House passes bill barring spy agencies, law enforcement from buying Americans’ personal data
The measure doesn’t have support from the Biden administration, which argues it threatens national security and worsens Americans’ privacy protections.
The House of Representatives on Wednesday approved a bill that would bar law enforcement and intelligence agencies from buying Americans’ location data and other personal information from commercial providers like data brokers.
The lower chamber voted 219-199 to advance the Fourth Amendment Is Not For Sale Act, which broadens the 1986 Stored Communications Act requiring law enforcement and the IC to seek a warrant before obtaining customer or subscriber data from a third party and designates any of that information as inadmissible evidence in a court proceeding.
The measure now goes to the Senate for votes before being sent to the White House.
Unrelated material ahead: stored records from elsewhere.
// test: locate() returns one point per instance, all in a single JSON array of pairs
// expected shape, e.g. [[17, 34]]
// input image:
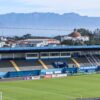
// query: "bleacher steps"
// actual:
[[78, 65], [43, 64], [15, 65]]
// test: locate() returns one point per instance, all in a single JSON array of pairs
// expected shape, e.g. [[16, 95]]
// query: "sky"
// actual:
[[82, 7]]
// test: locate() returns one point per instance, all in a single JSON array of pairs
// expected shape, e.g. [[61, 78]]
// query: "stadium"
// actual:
[[72, 69]]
Sen. Ron Wyden, D-Ore., a privacy hawk who is running point on companion legislation, urged the high chamber to follow suit as soon as possible.
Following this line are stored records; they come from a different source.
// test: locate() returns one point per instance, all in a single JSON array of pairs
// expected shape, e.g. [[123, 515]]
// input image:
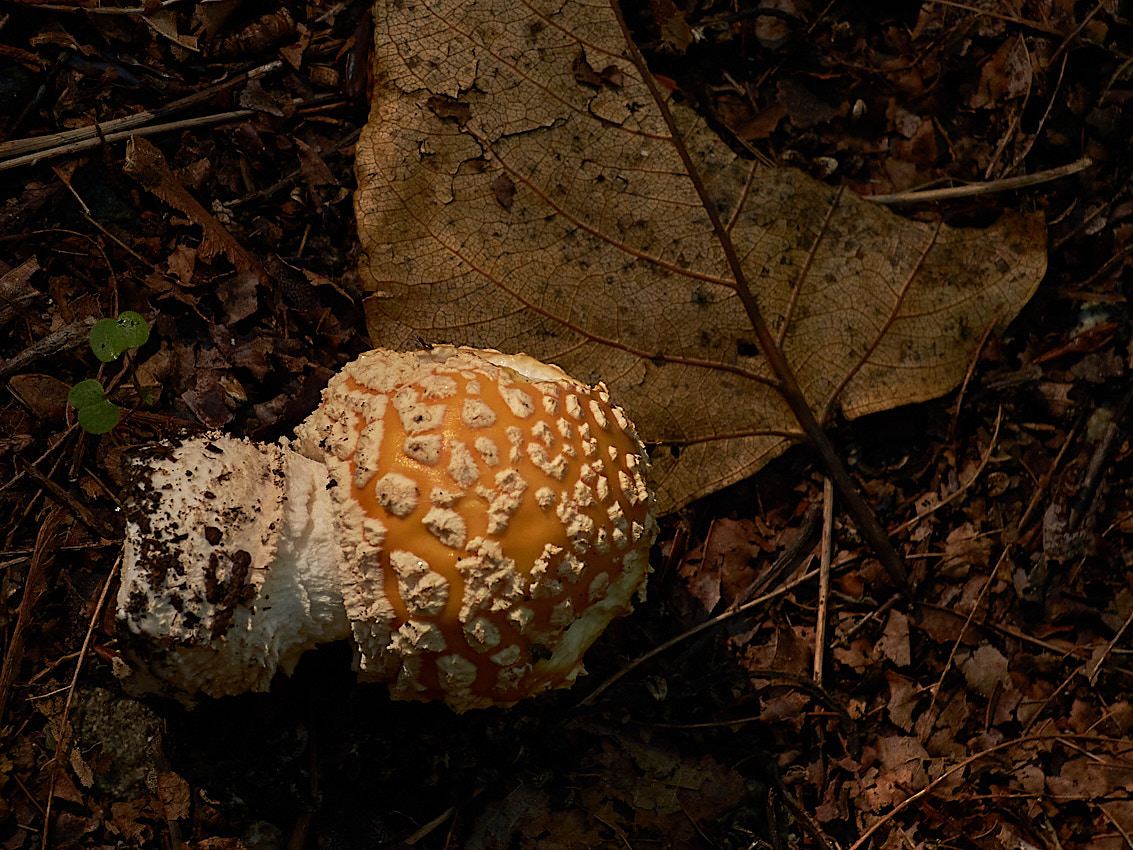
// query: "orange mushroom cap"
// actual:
[[495, 519]]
The Biden administration strongly opposes the legislation on grounds that such commercially available information helps the U.S. stop cyberattacks, track fentanyl shipments and thwart terrorist activity, but the National Security Council declined to tell Nextgov/FCW whether President Joe Biden would veto it.
The bill “does not affect the ability of foreign adversaries or the private sector to obtain and use the same information, thus negating any privacy benefit to U.S. persons while threatening America’s national security,” the White House said Tuesday.
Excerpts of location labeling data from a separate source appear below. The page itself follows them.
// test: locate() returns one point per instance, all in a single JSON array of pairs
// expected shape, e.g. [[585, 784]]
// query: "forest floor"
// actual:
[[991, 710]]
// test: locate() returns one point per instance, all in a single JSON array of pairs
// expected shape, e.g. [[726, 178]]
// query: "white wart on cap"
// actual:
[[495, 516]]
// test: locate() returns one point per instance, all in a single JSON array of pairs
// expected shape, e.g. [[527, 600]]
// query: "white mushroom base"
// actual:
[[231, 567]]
Intelligence agencies often purchase or obtain data to help complete mission objectives, which could include telemetry from computer logs or weather data publicly available online. But data purchases linked to platforms or apps where consumers legally but sometimes unknowingly give away their location information and other personal details when clicking ‘yes’ on user agreements have become a privacy ethics flashpoint.
Data brokers package those consumer data caches, selling them both to law enforcement and U.S. spy agencies, as well as other private sector purchasers. The dynamic has put the IC on thin ice with some lawmakers and privacy advocates who call it an end-run around the Fourth Amendment, which bars unreasonable searches and seizures.
“The bill would prevent flagrant abuses of our privacy by government authorities in league with unscrupulous third-party data brokers,” said Jenna Ruddock, policy counsel at Free Press Action, a left-of-center group focused on media and democracy. “The privacy violations that flow from law-enforcement entities circumventing the Fourth Amendment undermine civil liberties, free expression and our ability to control what happens to our data.”
Lawmakers on both sides of the aisle sided with the administration, fearing the measure opens the door for potential security threats.
“Instead of rectifying past abuses, this legislation destroys credible surveillance efforts and severely hinders our ability to intercept threats to our country and communities before they occur,” said Rep. Greg Murphy, R-N.C., who sits on several House caucuses focused on military and national security.
A 2023 report from the Office of the Director of National Intelligence said that the IC frequently buys troves of Americans’ data with few checks and balances, and that use of such information without oversight presents a privacy threat. Some of those purchases have included social media data, it said at the time.
ODNI confirmed to Nextgov/FCW last week it is finalizing a framework aimed at helping IC operatives better gauge ethical considerations when they purchase commercial data.
A newly unveiled federal privacy proposal would require data brokers to add themselves to a Federal Trade Commission registry that publicly signals they are in the business of aggregating and selling data bundles. It would also include a ‘‘Do Not Collect’’ directive that allows individuals to request data brokers not hoover up and sell their information.